Tuesday, October 4

ANN COULTER LIVID ABOUT MIERS NOMINATION

Hilarious. Ann Coulter on Hannity & Colmes, like many other conservatives, frothing at the mouth about Bush's nomination of Harriet Miers to the Supreme Court. According to Coulter, "It's embarrassing...insulting" to "conservatives and evangelicals," which Ann said she numbers herself among. Miers, she says, is not even close to being numbered among the few who are worthy of the rarefied post.
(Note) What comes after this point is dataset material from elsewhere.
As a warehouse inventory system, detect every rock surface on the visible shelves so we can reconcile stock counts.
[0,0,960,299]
Asked why Bush would have said Miers was "the best person" he could find, Ann replied, "He hates us." Presumably, she meant conservatives.

Coulter objected to Miers' education at SMU as not being good enough (she should have gone to a "top school" according to AC) -- an assertion I take issue with, being the mother of an SMU graduate (triple major, magna cum laude!). She made (rightfully, I think) fun of Miers' resume, citing stints on the Dallas City Council and on the Texas Lottery Commission. Ann thinks a Supreme Court justice should be someone who, like John Roberts (whom she characterized as a "stealth candidate") can opine on obscure Constitutional issues, which she doesn't think Miers can.

Ann noted that this is a bad time, following upon the FEMA leadership fiascos, for Bush to be appointing a crony that doesn't measure up to the highest standards. She thinks Bush was thumbing his nose at conservatives who objected to his pal Alberto Gonzales, more or less saying with the Miers appointment, "You don't like my buddy Al? Well, try this!"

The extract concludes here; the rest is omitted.